The below discusses suicide. If you or someone you know needs help, options include: Calling the U.S. National Suicide Prevention Hotline at 800-273-TALK (8225); calling 911; or calling a friend or family member to stay with you until emergency medical personnel arrive to help you.
Suicide — no matter how unthinkable — does happen
Suicide is the biggest cause of gun deaths overall, and firearm suicides in young people are up 53% over the last ten years, according to CDC data. Research shows that often parents have no idea of their adolescent’s suicidal thoughts — all the more reason to make sure kids cannot access guns. “It can be an incredibly impulsive act,” says Dr. Novick, who gives out free gun locks to patients’ parents. Guns are also incredibly good at what they do, says Dr. Novick. "Nine times out of ten, if you use a firearm to kill yourself, you will succeed.” Other methods of attempted suicide, such as drugs or even jumping, are far less likely to work, according to research.
Consider not having a gun in your home
Research shows that the safest home for a child is one without guns, according to the American Academy of Pediatrics.
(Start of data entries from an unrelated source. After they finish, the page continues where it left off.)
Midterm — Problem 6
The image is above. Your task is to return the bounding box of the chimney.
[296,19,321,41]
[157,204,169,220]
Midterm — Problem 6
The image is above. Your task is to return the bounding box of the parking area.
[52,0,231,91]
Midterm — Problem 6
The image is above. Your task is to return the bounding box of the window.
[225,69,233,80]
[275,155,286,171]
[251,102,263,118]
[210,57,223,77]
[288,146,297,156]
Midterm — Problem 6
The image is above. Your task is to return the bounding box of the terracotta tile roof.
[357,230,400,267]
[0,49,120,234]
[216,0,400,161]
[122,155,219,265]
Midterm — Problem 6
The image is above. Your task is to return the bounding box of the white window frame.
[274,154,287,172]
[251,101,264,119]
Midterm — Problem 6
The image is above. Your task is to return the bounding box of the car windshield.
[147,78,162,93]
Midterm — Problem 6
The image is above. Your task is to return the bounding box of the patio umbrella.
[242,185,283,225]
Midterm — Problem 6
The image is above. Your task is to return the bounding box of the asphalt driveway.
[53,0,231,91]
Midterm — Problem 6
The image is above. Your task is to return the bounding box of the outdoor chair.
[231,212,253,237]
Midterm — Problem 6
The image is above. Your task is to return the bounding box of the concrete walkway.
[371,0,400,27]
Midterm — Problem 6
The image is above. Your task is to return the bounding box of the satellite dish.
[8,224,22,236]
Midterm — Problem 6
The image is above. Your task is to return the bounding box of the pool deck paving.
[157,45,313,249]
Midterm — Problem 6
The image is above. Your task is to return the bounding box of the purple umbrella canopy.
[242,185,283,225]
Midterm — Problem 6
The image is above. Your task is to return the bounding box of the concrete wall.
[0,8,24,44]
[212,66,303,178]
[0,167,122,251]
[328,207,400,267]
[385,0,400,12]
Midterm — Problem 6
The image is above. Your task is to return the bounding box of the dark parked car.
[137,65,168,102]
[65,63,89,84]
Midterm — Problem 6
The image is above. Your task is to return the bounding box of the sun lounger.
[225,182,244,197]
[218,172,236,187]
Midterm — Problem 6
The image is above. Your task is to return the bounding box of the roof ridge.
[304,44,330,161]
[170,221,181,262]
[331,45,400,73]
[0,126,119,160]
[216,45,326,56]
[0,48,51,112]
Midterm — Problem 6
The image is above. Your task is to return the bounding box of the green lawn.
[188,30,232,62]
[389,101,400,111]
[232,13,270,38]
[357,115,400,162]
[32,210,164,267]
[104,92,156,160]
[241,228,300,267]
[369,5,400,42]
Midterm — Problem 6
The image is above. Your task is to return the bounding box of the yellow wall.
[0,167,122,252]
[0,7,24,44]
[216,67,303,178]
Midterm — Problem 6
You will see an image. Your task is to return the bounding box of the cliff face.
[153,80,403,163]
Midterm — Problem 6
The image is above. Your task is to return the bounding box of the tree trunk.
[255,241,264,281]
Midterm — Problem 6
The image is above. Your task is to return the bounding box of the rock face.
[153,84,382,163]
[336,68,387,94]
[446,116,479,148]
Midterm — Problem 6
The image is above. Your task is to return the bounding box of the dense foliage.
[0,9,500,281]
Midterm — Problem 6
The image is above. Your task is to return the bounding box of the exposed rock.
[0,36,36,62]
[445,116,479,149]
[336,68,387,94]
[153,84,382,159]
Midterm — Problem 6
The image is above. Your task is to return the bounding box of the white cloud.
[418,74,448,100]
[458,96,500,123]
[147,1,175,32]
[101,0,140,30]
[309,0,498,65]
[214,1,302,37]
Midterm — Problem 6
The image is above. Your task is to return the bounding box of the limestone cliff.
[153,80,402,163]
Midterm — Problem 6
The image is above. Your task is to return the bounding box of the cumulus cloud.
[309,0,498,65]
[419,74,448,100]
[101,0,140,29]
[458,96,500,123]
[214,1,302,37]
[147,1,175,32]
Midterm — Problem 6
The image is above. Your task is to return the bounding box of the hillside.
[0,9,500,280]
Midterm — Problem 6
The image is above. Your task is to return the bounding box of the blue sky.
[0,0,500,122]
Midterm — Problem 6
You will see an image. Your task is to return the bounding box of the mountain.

Your intention may be to keep your family safe, but family members are often harmed by the very gun you keep for their protection. Among children younger than 12 who are killed with a gun, 85% are killed in their own home, and the vast majority of these deaths are self-inflicted or at the hands of another child, according to the Children’s Hospital of Philadelphia’s Center for Violence Prevention. If you do decide you need or want a firearm, safe storage is an absolute must, says Thomas. “Most of the gun owners I know are responsible or want to be responsible and just need more information,” she says.